Todo lo anterior conforma unos mimbres que, bien tejidos por John Badham y aderezado por una banda sonora donde los Bee Gees tienen la voz cantante (aunque no la exclusividad) dieron lugar a una película notable, aunque muchos quizá lo sepan. Ver Fiebre del sábado noche ahora nos empujaría a decir esa tan manida frase de: “ha envejecido mal”, sin entender que hay ciertas películas que no se comprenden si no es dentro de un período y unas circunstancias determinadas. No es que esta obra haya envejecido mal o no haya soportado el paso del tiempo, es que es hija de una época muy característica de la sociedad; y como cualquier obra de arte, se entiende teniendo en cuenta todo lo que hubo alrededor.

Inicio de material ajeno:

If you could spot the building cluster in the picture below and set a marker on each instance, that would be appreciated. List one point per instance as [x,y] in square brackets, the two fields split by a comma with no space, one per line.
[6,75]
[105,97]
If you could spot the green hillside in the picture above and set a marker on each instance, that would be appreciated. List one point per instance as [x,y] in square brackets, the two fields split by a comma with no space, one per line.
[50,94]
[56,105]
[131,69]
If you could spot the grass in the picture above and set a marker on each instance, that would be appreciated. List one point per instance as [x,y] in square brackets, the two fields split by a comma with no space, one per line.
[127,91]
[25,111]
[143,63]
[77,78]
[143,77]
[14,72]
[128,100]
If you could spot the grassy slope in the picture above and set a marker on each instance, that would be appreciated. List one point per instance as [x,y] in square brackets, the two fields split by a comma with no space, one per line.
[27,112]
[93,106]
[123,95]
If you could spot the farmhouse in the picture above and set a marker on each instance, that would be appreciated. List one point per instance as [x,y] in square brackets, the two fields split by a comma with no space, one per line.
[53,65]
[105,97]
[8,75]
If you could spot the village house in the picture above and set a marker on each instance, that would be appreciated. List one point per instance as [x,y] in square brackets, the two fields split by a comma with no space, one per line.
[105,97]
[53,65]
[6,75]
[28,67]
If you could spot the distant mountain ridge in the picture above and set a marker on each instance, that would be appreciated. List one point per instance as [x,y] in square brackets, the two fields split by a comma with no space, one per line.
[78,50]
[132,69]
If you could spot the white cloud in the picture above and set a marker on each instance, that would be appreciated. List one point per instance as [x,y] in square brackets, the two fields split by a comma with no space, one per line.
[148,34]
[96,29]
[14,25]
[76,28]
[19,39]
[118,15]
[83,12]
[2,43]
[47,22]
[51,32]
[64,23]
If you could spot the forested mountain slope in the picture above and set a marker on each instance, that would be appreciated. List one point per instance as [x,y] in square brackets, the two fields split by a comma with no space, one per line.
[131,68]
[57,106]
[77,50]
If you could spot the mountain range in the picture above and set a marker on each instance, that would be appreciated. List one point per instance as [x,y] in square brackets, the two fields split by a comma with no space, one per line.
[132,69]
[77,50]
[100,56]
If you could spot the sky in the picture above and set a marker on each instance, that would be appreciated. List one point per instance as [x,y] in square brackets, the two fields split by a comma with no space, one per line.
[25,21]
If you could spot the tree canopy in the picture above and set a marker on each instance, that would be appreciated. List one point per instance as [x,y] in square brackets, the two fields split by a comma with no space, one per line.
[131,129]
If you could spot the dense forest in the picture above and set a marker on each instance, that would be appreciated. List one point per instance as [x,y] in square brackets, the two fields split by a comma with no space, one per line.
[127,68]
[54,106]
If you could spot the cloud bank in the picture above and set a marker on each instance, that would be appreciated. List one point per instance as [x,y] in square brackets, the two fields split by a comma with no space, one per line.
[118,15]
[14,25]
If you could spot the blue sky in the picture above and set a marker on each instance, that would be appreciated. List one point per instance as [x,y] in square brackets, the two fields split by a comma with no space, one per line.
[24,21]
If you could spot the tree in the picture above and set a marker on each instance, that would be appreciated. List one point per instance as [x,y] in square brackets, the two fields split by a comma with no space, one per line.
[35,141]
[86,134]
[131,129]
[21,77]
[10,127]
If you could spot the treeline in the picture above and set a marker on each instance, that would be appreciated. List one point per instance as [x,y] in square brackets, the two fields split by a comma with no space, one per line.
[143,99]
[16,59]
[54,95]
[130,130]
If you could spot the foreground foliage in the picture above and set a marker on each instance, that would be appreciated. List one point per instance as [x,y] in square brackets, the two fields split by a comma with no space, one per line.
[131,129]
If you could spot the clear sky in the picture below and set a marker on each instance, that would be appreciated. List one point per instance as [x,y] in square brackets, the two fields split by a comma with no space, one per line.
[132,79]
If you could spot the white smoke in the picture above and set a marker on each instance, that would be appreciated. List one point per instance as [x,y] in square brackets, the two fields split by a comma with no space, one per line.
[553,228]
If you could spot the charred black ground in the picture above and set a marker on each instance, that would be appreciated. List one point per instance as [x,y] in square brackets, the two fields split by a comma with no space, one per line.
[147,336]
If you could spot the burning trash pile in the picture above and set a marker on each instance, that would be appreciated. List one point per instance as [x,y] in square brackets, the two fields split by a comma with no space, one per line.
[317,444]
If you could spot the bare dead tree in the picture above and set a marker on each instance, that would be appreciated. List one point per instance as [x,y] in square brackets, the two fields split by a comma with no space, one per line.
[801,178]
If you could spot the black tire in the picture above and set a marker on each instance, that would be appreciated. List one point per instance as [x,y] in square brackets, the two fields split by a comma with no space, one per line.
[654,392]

Una película que marcó a toda una generación y de la que todo el mundo ha oído hablar aunque sea una gran desconocida para una gran parte del público. Una película que es más de lo que parece en un principio, y que merece la pena ver, al menos, una vez en la vida. Una película que desde el inicio, mientras suena Stayin´alive hace que muevas los pies y quieras marcarte un Travolta en el salón de tu casa mientras nadie mira. Es un mito; es Fiebre del sábado noche… y sigue viva, para siempre.